Me van a perdonar, pero que la competencia para revisar el decreto del estado de alarma y sus prórrogas corresponda en exclusiva al Tribunal Constitucional es, en mi opinión, más un hándicap que una ventaja
La segunda opción cuenta con el aval que supone la intervención del sistema de mayorías del Congreso de los Diputados en el proceso. Me van a perdonar, pero que la competencia para revisar el decreto del estado de alarma y sus prórrogas corresponda en exclusiva al Tribunal Constitucional es, en mi opinión, más un hándicap que una ventaja.

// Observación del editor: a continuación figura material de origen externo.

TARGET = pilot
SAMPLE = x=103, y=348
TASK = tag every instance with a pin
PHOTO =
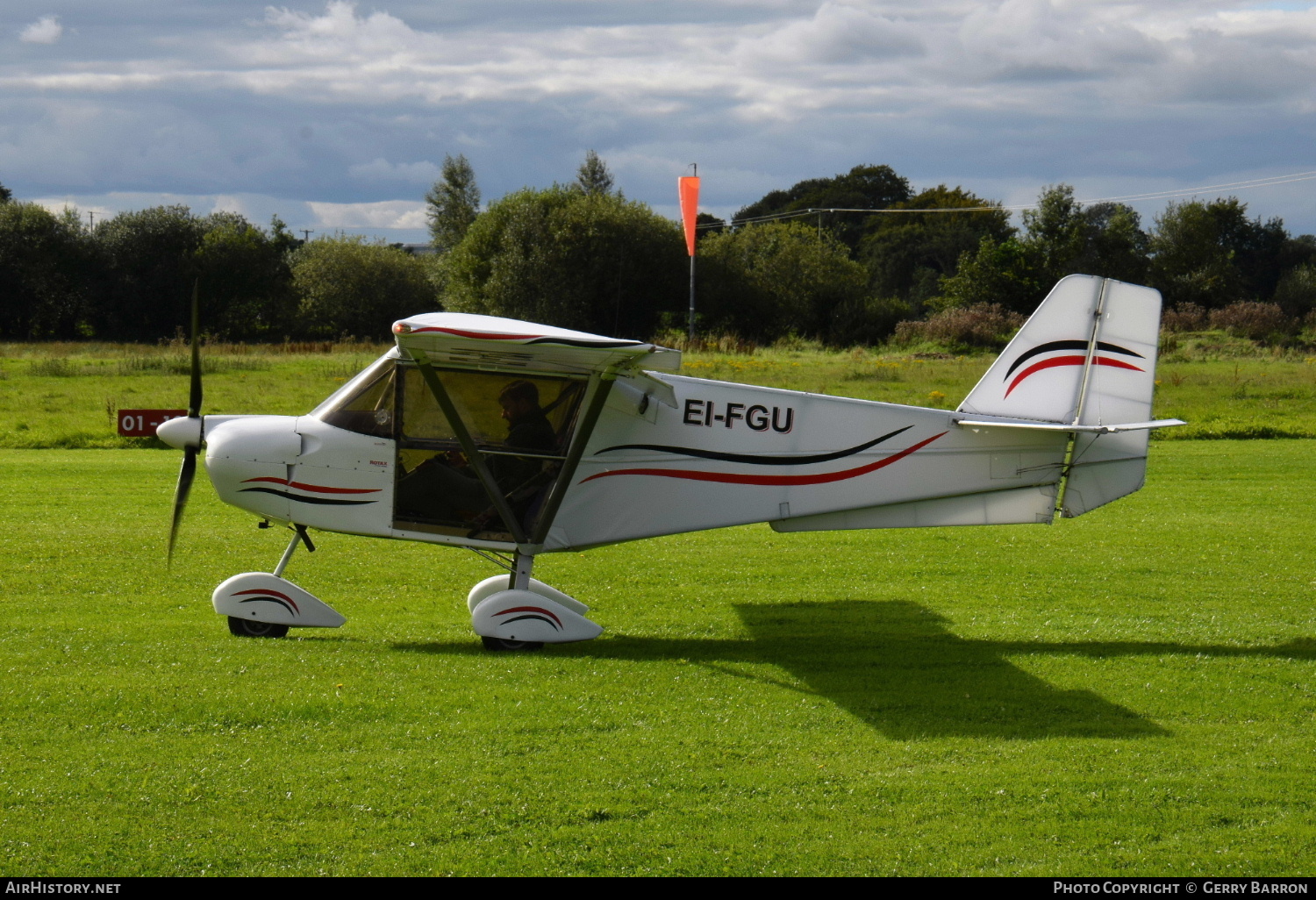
x=445, y=487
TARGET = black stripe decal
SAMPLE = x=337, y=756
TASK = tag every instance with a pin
x=1068, y=345
x=318, y=502
x=757, y=461
x=270, y=600
x=602, y=345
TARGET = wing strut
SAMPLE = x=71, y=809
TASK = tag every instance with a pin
x=602, y=384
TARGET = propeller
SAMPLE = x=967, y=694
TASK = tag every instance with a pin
x=194, y=431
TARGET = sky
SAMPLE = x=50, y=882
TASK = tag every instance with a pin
x=337, y=116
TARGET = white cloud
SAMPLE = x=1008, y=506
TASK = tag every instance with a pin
x=386, y=213
x=44, y=31
x=382, y=170
x=349, y=103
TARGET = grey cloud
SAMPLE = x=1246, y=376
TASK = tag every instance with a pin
x=347, y=107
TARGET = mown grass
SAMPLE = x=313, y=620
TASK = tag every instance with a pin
x=65, y=396
x=1132, y=694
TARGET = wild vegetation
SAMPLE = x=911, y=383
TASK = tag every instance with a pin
x=66, y=395
x=852, y=260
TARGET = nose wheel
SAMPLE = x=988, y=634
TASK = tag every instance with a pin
x=504, y=644
x=247, y=628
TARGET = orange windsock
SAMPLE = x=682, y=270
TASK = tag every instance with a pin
x=687, y=187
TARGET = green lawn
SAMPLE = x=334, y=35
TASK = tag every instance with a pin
x=1129, y=694
x=65, y=396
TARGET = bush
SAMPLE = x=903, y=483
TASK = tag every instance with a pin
x=868, y=320
x=1184, y=318
x=352, y=286
x=1250, y=320
x=1297, y=291
x=981, y=325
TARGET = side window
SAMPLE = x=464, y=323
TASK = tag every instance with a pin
x=502, y=412
x=368, y=410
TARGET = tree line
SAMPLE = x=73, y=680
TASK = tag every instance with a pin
x=581, y=254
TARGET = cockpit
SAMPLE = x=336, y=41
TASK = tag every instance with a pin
x=460, y=436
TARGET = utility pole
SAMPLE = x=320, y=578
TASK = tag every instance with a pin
x=687, y=189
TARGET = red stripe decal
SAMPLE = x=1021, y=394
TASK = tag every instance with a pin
x=1066, y=361
x=539, y=610
x=478, y=336
x=313, y=489
x=728, y=478
x=273, y=594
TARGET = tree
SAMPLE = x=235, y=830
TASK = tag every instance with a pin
x=245, y=284
x=454, y=202
x=907, y=254
x=1003, y=273
x=863, y=187
x=347, y=284
x=46, y=265
x=150, y=266
x=563, y=257
x=1212, y=254
x=1061, y=237
x=781, y=278
x=594, y=176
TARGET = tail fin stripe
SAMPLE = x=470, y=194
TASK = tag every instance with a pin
x=1068, y=361
x=1066, y=345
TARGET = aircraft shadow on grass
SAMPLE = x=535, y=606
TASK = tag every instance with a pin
x=897, y=666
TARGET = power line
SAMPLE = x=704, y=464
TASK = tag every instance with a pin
x=1152, y=195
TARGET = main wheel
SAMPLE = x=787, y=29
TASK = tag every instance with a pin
x=247, y=628
x=502, y=644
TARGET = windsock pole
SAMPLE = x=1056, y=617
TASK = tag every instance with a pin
x=687, y=189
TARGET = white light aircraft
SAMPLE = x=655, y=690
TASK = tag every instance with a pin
x=513, y=439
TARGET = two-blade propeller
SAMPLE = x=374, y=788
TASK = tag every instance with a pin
x=194, y=412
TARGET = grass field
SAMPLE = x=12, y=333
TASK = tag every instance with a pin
x=1132, y=692
x=65, y=396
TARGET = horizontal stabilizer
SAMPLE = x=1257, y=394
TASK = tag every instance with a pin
x=1058, y=426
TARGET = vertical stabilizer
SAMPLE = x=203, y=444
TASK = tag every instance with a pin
x=1086, y=357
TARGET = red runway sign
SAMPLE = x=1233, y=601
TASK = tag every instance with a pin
x=142, y=423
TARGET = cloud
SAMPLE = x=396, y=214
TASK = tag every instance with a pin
x=44, y=31
x=345, y=105
x=382, y=170
x=386, y=213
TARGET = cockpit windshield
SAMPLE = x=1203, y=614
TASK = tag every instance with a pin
x=365, y=404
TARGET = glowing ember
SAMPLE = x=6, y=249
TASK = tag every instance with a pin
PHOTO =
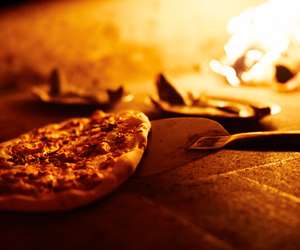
x=264, y=45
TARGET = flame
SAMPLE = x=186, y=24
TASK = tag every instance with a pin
x=261, y=38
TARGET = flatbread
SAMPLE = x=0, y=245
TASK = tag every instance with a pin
x=70, y=164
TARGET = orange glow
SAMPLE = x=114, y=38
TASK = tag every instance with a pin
x=261, y=38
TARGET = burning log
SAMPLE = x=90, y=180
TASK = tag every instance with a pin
x=264, y=47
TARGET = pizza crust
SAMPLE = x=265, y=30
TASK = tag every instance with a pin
x=123, y=167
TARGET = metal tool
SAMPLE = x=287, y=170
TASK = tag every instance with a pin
x=217, y=142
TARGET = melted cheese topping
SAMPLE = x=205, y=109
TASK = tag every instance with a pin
x=75, y=154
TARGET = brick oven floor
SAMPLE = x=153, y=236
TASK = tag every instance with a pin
x=229, y=199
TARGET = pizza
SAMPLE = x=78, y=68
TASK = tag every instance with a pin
x=73, y=163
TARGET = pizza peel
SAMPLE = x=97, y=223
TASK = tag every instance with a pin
x=169, y=142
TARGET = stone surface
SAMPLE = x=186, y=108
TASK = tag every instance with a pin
x=229, y=199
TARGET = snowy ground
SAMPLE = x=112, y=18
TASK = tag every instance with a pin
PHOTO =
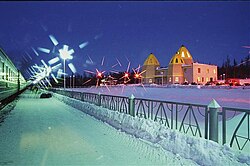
x=48, y=132
x=236, y=97
x=227, y=97
x=200, y=151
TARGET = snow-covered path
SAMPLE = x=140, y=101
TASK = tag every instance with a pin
x=49, y=132
x=232, y=97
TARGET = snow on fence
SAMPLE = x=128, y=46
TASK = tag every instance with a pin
x=222, y=125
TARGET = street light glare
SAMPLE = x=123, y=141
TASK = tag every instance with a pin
x=65, y=53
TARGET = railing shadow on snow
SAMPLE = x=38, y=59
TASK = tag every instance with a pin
x=193, y=119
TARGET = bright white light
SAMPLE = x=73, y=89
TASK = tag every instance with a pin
x=83, y=45
x=44, y=50
x=72, y=67
x=65, y=53
x=53, y=76
x=53, y=39
x=35, y=51
x=54, y=60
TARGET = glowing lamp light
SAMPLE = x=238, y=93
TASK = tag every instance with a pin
x=99, y=74
x=126, y=75
x=65, y=53
x=137, y=75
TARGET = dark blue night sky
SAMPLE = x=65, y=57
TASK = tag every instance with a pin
x=210, y=30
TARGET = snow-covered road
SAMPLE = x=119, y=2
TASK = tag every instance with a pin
x=226, y=97
x=49, y=132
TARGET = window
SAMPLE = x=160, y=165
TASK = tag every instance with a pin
x=199, y=70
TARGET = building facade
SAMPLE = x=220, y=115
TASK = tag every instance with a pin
x=181, y=69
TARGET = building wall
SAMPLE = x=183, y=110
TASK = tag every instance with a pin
x=149, y=75
x=203, y=73
x=175, y=74
x=188, y=74
x=161, y=76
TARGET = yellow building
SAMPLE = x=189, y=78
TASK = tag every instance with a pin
x=181, y=69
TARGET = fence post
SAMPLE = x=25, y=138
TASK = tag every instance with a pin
x=213, y=120
x=99, y=99
x=18, y=81
x=132, y=105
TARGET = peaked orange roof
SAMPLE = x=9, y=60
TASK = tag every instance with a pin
x=151, y=60
x=177, y=59
x=184, y=52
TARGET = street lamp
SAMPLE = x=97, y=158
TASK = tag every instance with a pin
x=69, y=81
x=65, y=54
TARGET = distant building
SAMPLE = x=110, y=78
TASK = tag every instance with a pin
x=181, y=69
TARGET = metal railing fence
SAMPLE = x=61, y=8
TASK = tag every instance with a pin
x=193, y=119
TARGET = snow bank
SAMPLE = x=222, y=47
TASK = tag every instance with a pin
x=202, y=151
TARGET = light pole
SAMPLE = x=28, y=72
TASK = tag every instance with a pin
x=69, y=81
x=65, y=54
x=162, y=78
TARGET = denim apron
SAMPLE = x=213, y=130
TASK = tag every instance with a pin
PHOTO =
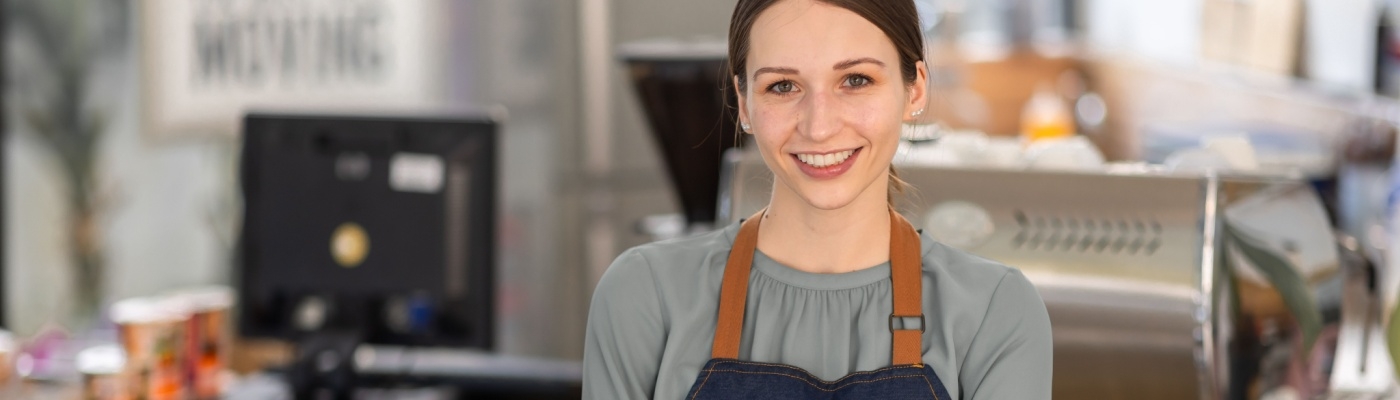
x=727, y=376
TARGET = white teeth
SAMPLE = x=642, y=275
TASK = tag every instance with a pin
x=825, y=160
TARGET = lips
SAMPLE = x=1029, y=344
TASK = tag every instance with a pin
x=826, y=165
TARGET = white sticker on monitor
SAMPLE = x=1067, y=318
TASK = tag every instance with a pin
x=416, y=172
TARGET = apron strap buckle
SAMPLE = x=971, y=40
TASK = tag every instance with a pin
x=903, y=323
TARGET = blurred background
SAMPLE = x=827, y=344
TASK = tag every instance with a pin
x=126, y=146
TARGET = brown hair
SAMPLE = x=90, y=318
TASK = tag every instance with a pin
x=898, y=18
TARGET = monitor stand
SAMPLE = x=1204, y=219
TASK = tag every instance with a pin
x=325, y=365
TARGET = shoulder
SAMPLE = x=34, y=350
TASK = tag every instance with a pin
x=990, y=288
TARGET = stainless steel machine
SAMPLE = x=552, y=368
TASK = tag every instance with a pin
x=1158, y=286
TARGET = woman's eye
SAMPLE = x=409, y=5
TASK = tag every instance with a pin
x=857, y=81
x=783, y=87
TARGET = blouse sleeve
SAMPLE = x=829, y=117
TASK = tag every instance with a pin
x=626, y=332
x=1011, y=354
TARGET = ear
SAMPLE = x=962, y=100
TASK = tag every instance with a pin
x=917, y=93
x=744, y=105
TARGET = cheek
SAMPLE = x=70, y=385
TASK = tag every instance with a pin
x=879, y=122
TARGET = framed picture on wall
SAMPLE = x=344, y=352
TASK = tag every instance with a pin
x=205, y=63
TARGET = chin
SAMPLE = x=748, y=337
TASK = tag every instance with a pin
x=828, y=199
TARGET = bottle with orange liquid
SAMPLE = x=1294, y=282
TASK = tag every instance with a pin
x=1046, y=116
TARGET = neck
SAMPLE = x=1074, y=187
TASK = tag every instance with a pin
x=811, y=239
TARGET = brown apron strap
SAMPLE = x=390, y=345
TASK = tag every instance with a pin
x=905, y=273
x=734, y=291
x=907, y=286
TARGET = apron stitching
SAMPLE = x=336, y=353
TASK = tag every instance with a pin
x=809, y=383
x=780, y=365
x=930, y=386
x=707, y=381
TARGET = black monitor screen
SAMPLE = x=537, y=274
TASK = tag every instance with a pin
x=377, y=225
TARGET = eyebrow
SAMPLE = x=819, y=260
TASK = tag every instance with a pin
x=857, y=62
x=837, y=66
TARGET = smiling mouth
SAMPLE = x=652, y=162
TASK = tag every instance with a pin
x=825, y=160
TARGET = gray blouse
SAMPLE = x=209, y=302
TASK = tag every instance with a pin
x=653, y=315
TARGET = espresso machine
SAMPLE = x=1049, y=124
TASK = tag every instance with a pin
x=1158, y=284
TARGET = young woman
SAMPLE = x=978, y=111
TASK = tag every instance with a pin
x=828, y=293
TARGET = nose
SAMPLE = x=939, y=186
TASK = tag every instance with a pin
x=821, y=116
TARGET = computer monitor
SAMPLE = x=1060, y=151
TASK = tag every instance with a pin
x=373, y=225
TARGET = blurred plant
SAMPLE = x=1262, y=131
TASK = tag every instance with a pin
x=51, y=53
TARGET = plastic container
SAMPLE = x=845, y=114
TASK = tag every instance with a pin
x=151, y=334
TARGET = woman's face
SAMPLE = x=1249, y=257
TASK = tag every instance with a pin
x=825, y=101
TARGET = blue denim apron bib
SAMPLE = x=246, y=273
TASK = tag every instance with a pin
x=727, y=376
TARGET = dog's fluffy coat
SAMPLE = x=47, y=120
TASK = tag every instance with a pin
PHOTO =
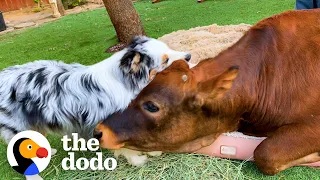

No sólo porque el TC no forme parte del Poder Judicial, sino porque es por todos conocido que la fecha de resolución de los recursos suele eternizarse en el tiempo, hasta el punto de que cuando la sentencia se emite la cuestión ya ha sido resuelta por la vía de hecho.
Yo siempre he dicho, digo y seguiré diciendo que, entre las garantías que implica una decisión adoptada por la mayoría representada en el Congreso y la que conlleva el control judicial, escojo la segunda. Veremos en qué queda la cosa, porque la decisión adoptada por la juez de Lérida no es firme, contra la misma cabe recurso. Y el Gobierno de Sánchez, el mismo que aseguraba por activa y por pasiva que no había plan B al estado de alarma, asegura ahora que no va a decretarlo porque, para controlar la situación en Lérida, las CCAA disponen de otras herramientas legales. Las cosas de la política.